Pourquoi ce livre et pourquoi ce titre « Ce que nous sommes » ?
David Cormand : « C’est à la fois ce que nous sommes en tant qu’écologistes et ce que nous sommes, en tant que société. En tant qu’écologiste, c’est une famille qui suscite la curiosité. Pendant longtemps, on ne faisait pas attention à nous. Aujourd’hui, il y a une forme de consensus sur les rapports du Giec, sur la chute de la biodiversité… Avec ce livre, il s’agit aussi de déconstruire un certain nombre de poncifs, d’attaques et de délégitimisation du mouvement. On entend parfois “ Sur l’économie, ils ne sont pas sérieux ” , “ ils sont de gauche ” , “ ils sont de droite ” … Il faut donner des repères sur ce qu’est l’écologie. »
En parlant de « fin de l’abondance », ce que vous évoquez également dans le livre, le président Emmanuel Macron est-il écologiste ? Comment jugez-vous sa réaction face aux enjeux ?
« En l’espèce, quand il dit que c’est la fin de l’abondance, il utilise le mot mais n’en saisit pas la portée. Depuis le Club de Rome et le rapport Meadows en 1972, on sait où nous mène la croyance en la croissance comme signe de réussite. Quand le président dit cela, on peut un instant penser qu’il a une sorte de « flash ». Mais il mène des politiques qui continuent comme avant. C’était déjà le cas avec son « Make our planet great again », avec la nomination de Nicolas Hulot, avec la Convention citoyenne pour le climat… Il dit « écologie, écologie » mais il ne fait pas le lien entre les mots et les actes. Pour lui, la fin de l’abondance, ce n’est pas changer de modèle mais préparer les plus pauvres à se serrer encore plus la ceinture. Il légitime l’injustice sociale. Quand on parle d’interdire les jets privés, ça n’a rien d’anecdotique. Mais tout de suite, c’est « non ». Or, le coût environnemental qui pèse sur la planète est le résultat du mode de vie d’une minorité. »
Pensez-vous que la société soit prête à des changements ?
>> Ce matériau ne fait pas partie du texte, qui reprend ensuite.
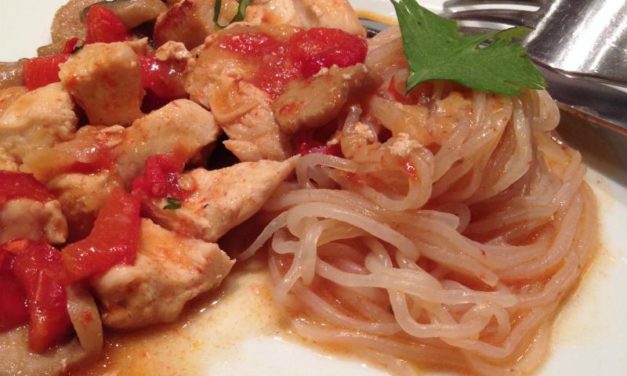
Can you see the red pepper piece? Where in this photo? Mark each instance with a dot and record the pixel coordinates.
(160, 178)
(102, 25)
(13, 308)
(163, 78)
(318, 48)
(15, 185)
(70, 45)
(41, 71)
(39, 270)
(113, 239)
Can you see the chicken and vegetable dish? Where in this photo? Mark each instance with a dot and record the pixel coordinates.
(408, 209)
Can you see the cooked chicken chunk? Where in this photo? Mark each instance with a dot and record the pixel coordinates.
(218, 80)
(313, 102)
(105, 80)
(182, 127)
(81, 196)
(222, 199)
(256, 135)
(17, 360)
(9, 95)
(37, 119)
(30, 219)
(336, 14)
(169, 271)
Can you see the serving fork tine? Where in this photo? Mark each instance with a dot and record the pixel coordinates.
(574, 43)
(578, 44)
(586, 38)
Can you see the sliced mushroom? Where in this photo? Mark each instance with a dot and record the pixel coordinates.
(313, 102)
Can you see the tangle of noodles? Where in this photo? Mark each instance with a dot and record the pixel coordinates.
(454, 250)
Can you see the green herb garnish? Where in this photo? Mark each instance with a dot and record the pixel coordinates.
(437, 50)
(172, 203)
(241, 13)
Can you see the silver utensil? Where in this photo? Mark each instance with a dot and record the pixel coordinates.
(573, 64)
(584, 38)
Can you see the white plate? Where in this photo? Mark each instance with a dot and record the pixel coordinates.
(240, 336)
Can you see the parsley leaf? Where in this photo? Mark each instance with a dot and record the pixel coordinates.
(239, 16)
(436, 50)
(172, 203)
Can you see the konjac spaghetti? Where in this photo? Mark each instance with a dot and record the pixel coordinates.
(409, 190)
(455, 251)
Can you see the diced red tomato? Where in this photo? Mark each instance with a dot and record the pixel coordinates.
(418, 95)
(15, 185)
(306, 143)
(113, 239)
(41, 71)
(163, 78)
(275, 68)
(303, 55)
(92, 159)
(13, 307)
(40, 272)
(318, 48)
(160, 178)
(102, 25)
(70, 45)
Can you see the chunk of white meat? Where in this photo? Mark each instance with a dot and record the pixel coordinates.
(256, 134)
(30, 219)
(181, 127)
(338, 14)
(314, 102)
(9, 95)
(222, 199)
(37, 119)
(17, 360)
(7, 163)
(81, 196)
(169, 271)
(105, 80)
« Un exemple : le rire de Mbappé sur le mode de transport de son équipe. Je ne suis pas sûr d’abord qu’il y a encore quelques mois la question aurait été posée. Ensuite, la réaction du joueur n’aurait pas eu le même écho médiatique.
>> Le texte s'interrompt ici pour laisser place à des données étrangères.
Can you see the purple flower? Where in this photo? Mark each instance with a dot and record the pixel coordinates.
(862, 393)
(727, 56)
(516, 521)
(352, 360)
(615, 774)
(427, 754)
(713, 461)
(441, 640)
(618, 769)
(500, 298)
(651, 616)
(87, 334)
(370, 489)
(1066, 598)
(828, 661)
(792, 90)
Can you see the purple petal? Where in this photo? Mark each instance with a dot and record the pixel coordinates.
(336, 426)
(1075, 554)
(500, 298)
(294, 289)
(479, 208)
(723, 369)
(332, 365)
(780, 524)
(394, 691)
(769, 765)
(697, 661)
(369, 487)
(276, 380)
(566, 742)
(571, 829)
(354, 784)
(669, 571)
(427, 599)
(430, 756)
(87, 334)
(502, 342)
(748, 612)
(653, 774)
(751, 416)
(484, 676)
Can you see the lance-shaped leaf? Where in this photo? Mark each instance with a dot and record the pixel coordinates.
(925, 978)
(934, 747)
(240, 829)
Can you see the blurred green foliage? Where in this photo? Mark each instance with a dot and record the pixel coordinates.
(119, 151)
Aujourd’hui, l’absurdité d’une telle réponse suscite une réaction. C’est déplorable car cela montre que certains n’ont pas compris les enjeux mais cela montre aussi que, oui, la société est prête au changement. Et c’est ce qui me sidère : ce sont les dirigeants et les plus riches qui ne veulent pas que ça change. Prenez la Convention citoyenne. Des gens qui se sont impliqués, qui font des propositions significatives… Et tout termine à la poubelle ! »
C’est quoi alors, être écologiste ?
« La pensée écologiste est complète. Ce n’est pas que les arbres et les petits oiseaux ! C’est la défense de ce qui est abîmé, se battre pour la justice et ce qui est juste, pour que le diktat du plus fort ne s’impose pas au plus faible. »
L’écologie est-elle forcément de gauche ?
« En tout cas, la gauche ne peut être qu’écologiste. Je ne vois pas comment les personnes de droite peuvent être écologistes. C’est impossible de penser l’écologie pour un seul pays, si l’on parle de l’extrême-droite. Pour la droite plus conservatrice, cela pose un problème par rapport aux conquêtes sociales. Quant à la droite libérale, c’est sur les limites planétaires que cela va bloquer… »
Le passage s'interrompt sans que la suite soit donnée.